When should I mail my wedding invitations?
Traditionally, 2 months ahead of your wedding. For destination weddings, 10-12 weeks. Save the dates can be mailed anywhere from 6-12 months before the wedding.
What is the proper way to word my wedding invitations?
Invitation wording varies, depending on who is hosting, where your wedding is held, and how formal or casual it is. Please see these examples for help on your unique situation.
How do I compile my guest list? Do I need to add titles?
It’s perfectly acceptable to address your invitations without titles if you are having an intimate or casual wedding. For formal or traditional weddings, proper etiquette does show the importance that such a special occasion merits. In this case, the following rules are applied:
Man or Woman First?
Traditionally, the woman’s name went first, so that the man was not separated from his surname: Carol and John Smith
Nowadays, it is acceptable for either to come first.
Mr. and Mrs. John Smith
Mr. and Mrs. Carol and John Smith
unless one or the other outranks in title:
Dr. Carol Smith and Mr. John Smith
If they are unmarried, and living together, the names go on separate lines, women's name first:
Ms. Carol Lewis and
Mr. John Smith
Mr. John Lewis and Mr. Frank Alan
If they have the same last name:
Mr. and Mr. John and Frank Lewis
There are no formal rules on who's name should be listed first on same-sex addressed invites. You may choose to list the person you have known the longest in this case.
I don’t know the name of my guest’s boy/girlfriend, how do I handle that?
Ms. Joann Smith and Guest
Mr. and Mrs. John Smith
Master (if boy is under 13) Charles Smith and Miss Faye Smith
Mr. and Mrs. John Smith and Family
If you are using an inner envelope, the children’s names are written out there. If the Child is over age 18, and living at home, they receive their own invitation.

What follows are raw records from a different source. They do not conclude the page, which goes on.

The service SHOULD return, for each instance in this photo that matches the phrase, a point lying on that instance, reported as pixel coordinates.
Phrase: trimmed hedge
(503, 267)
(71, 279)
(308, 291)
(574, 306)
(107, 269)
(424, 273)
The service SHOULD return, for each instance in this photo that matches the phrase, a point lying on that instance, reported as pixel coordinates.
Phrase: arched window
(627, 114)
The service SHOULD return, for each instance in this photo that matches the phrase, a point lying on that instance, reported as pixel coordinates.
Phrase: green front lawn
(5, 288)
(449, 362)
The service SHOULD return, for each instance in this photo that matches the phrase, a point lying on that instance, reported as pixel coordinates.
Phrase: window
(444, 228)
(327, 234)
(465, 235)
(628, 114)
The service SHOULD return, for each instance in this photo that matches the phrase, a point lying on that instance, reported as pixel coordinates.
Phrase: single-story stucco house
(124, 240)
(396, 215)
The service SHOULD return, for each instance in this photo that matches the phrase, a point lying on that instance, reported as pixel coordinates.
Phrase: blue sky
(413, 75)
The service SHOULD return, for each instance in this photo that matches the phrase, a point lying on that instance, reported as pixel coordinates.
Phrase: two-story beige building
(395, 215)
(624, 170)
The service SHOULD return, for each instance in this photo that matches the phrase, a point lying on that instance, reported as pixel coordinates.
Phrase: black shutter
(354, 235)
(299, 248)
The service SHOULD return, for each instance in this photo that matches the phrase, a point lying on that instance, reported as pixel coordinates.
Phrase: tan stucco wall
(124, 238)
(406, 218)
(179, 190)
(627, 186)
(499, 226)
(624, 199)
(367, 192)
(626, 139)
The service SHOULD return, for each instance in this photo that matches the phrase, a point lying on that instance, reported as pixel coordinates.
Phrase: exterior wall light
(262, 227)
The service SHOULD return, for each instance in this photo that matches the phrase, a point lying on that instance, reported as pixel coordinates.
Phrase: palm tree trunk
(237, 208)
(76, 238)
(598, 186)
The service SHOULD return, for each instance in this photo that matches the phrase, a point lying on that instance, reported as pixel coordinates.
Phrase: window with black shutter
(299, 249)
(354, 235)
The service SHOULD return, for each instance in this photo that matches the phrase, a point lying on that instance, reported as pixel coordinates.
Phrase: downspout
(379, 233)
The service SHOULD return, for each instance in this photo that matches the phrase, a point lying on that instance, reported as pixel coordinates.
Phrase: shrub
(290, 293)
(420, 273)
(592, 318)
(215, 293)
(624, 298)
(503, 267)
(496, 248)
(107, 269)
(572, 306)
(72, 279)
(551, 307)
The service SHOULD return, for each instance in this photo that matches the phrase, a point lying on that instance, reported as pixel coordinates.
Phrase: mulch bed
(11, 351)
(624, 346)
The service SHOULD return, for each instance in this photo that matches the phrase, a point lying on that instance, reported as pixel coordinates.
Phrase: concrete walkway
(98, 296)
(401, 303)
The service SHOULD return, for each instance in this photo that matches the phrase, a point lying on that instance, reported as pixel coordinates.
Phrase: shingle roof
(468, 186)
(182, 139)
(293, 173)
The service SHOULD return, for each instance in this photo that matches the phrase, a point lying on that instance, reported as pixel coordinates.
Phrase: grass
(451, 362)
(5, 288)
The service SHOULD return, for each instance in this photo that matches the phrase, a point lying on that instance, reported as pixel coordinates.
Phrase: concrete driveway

We’re not inviting children, how do I indicate that?
Etiquette states that if children are not mentioned on the invitation envelope, then they are not invited. Some may not be aware of this, and may assume their children are invited. It’s not proper to state this on the invitation, but you may rely on word of mouth to pass the information on to your guests. In some cases you’ll have to address this directly with your guest.
Streets and States are written out in full: Avenue, California.
We’re not inviting everyone to the rehearsal or brunch, how do I handle that?
We suggest a separate insert for these events in your invitation suite for these events. You may ask them to respond via email, or in most cases, we design two response cards: one for the in-towners who are invited to the wedding and reception only, and one for the out-of-towners that are invited to the weekend’s festivities.
How do we tell people where we are registered for gifts?
No mention of your registry should go in your wedding invitation. It is impolite to assume that the reason you are inviting them is to receive gifts, and to place this information in your invitation would indicate that you expect gifts. Word of mouth is the best way to communicate this information. Your guests will ask.
Do I need a wedding website?
No. We believe you should keep things simple. Any information that you need to communicate about travel or accommodations may be made via an insert in your invitation, or by word of mouth. One exception is destination weddings; they may require more information, so a website would be helpful to your guests.